Boston bombing accused to make first court appearance

Boston bombing accused to make first court appearance

PanARMENIAN.Net - Victims of the Boston Marathon bombing will come face-to-face with the young man accused of the attack as he makes his first court appearance, BBC News reported.

The federal court in Boston is expected to be packed for the arraignment of 19-year-old Dzhokhar Tsarnaev. It will be the first time he has been seen in public since his arrest. He has been charged with using a weapon of mass destruction in the April 15blasts that killed three people, including an eight-year-old boy.

The accused could face the death penalty if convicted over what was the worst mass-casualty attack on U.S. soil since September 11, 2001.

A spokeswoman for the U.S. attorney's office said space was being reserved in the main courtroom for families of the victims on Wednesday.

The accused will be able to make a plea at the hearing, which some 260 people wounded in the explosions have also reportedly been invited to attend.

Tsarnaev was not in court last month during an indictment hearing, when a federal grand jury agreed that he should be tried on 30 charges. His first court appearance took place at his hospital bedside, where he was recovering from injuries received in a shoot-out with police during the manhunt for the bombers. He was later transferred to a prison hospital near Boston.
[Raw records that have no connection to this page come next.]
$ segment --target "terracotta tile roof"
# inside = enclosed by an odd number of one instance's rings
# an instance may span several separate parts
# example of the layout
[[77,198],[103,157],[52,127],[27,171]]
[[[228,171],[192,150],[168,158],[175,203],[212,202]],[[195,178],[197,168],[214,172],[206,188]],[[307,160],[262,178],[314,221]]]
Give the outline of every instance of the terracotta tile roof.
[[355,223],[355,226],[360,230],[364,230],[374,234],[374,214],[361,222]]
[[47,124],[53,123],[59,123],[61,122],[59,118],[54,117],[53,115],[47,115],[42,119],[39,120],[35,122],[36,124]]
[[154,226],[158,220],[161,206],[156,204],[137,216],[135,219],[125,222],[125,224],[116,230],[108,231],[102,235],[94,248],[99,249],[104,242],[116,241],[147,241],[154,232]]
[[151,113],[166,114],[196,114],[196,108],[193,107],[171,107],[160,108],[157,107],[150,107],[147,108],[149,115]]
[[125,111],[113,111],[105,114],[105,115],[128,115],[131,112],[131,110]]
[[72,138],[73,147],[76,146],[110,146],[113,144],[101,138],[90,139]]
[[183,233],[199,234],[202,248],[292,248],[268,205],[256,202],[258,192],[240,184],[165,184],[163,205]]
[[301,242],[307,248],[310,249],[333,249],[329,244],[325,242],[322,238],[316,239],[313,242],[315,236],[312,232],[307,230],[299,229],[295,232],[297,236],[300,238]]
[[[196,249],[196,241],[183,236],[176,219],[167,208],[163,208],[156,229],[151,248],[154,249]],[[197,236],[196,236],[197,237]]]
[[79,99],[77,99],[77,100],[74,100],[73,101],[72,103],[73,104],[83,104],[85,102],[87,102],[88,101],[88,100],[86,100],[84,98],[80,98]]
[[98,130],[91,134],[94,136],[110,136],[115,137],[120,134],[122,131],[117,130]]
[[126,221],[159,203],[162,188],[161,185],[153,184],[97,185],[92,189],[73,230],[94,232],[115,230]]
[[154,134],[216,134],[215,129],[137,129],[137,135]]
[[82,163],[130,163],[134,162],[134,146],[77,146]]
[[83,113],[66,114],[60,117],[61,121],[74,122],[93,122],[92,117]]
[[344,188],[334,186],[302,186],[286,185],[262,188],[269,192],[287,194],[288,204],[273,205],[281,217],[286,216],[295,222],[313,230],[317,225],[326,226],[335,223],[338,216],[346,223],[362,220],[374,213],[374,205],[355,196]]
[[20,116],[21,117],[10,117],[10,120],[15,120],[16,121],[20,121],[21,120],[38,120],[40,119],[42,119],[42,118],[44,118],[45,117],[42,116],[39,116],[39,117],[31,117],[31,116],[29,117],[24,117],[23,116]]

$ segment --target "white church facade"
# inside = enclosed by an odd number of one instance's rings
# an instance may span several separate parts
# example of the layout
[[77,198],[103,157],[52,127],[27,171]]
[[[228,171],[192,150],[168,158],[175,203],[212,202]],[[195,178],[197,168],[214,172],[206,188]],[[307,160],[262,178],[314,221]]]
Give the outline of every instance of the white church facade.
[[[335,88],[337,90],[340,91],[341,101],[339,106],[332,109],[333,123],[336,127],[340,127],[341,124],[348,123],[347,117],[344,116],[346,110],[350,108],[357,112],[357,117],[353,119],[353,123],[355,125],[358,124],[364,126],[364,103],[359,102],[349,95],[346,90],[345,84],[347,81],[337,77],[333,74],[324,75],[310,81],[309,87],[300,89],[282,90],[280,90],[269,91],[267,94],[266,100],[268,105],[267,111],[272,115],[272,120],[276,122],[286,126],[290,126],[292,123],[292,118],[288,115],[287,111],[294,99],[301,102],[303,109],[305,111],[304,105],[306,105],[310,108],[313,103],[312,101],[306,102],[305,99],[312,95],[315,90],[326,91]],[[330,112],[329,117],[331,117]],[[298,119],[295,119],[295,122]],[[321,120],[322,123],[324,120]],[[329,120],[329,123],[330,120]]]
The defendant's brother and alleged co-conspirator, 26-year-old Tamerlan Tsarnaev, was killed in that gun battle.

Authorities say the accused ran over his older brother as he fled the shoot-out in a hijacked car. Dzhokhar Tsarnaev was found the next day, April 19, hiding in a boat in a residential garden in Watertown, Massachusetts.
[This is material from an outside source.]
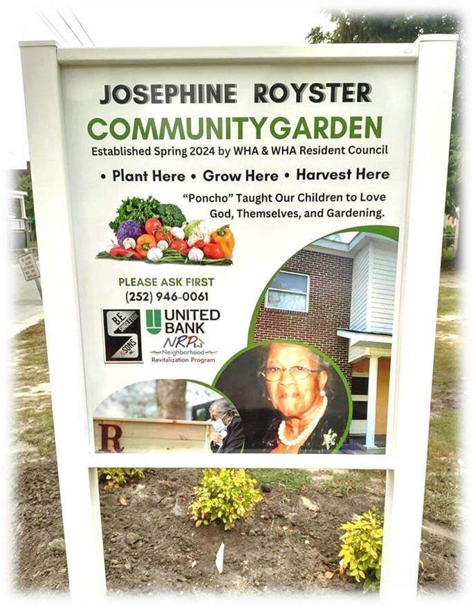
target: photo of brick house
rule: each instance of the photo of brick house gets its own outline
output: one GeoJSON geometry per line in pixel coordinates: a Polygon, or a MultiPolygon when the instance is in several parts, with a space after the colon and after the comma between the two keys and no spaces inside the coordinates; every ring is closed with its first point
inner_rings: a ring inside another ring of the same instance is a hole
{"type": "Polygon", "coordinates": [[[368,232],[315,241],[290,257],[265,293],[254,341],[290,338],[329,356],[350,386],[348,441],[385,445],[398,243],[368,232]]]}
According to the indictment, he wrote about his motivations for the bombing on the inside walls and beams of the boat.

Authorities say he scrawled: "The U.S. Government is killing our innocent civilians" and "I can't stand to see such evil go unpunished."

Dzhokhar Tsarnaev is also charged with the death of a policeman he and his brother allegedly shot dead as they fled the authorities, and for a carjacking days after the attacks.
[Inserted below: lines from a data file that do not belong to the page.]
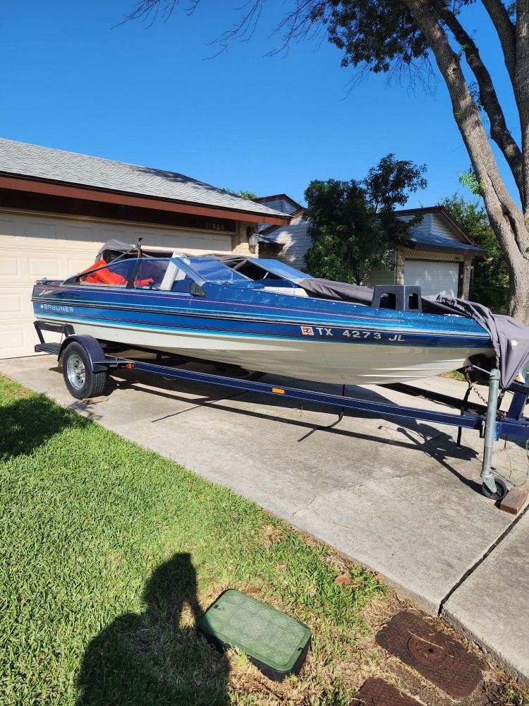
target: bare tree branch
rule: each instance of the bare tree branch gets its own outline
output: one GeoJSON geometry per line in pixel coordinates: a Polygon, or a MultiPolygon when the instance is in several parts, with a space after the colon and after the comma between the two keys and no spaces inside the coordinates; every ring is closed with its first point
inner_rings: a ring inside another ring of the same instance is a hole
{"type": "Polygon", "coordinates": [[[501,0],[482,0],[482,1],[496,28],[505,59],[505,66],[507,67],[511,80],[513,80],[516,63],[516,37],[514,25],[511,21],[509,13],[501,0]]]}
{"type": "MultiPolygon", "coordinates": [[[[499,173],[459,59],[432,13],[431,6],[425,0],[406,0],[406,5],[427,37],[448,88],[454,115],[480,184],[489,217],[496,226],[498,239],[511,268],[516,266],[521,271],[522,263],[528,260],[528,232],[523,214],[513,202],[499,173]]],[[[524,306],[526,309],[527,304],[524,306]]],[[[526,311],[520,311],[518,315],[523,321],[526,320],[526,311]]]]}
The indictment said that he had downloaded internet material from Islamist radicals sometime before the blasts.

According to the charge sheet, the brothers made bombs from pressure cookers, low-explosive powder, ball bearings, nails, adhesive, electronic components and other material.

Dzhokhar Tsarnaev is accused of aiding and abetting his brother by planting and detonating one of the two bombs near the finish line.

The devices killed three people - eight-year-old Martin Richard, Krystle Marie Campbell, 29, and 23-year-old Lingzi Lu.

A number of survivors had limbs amputated.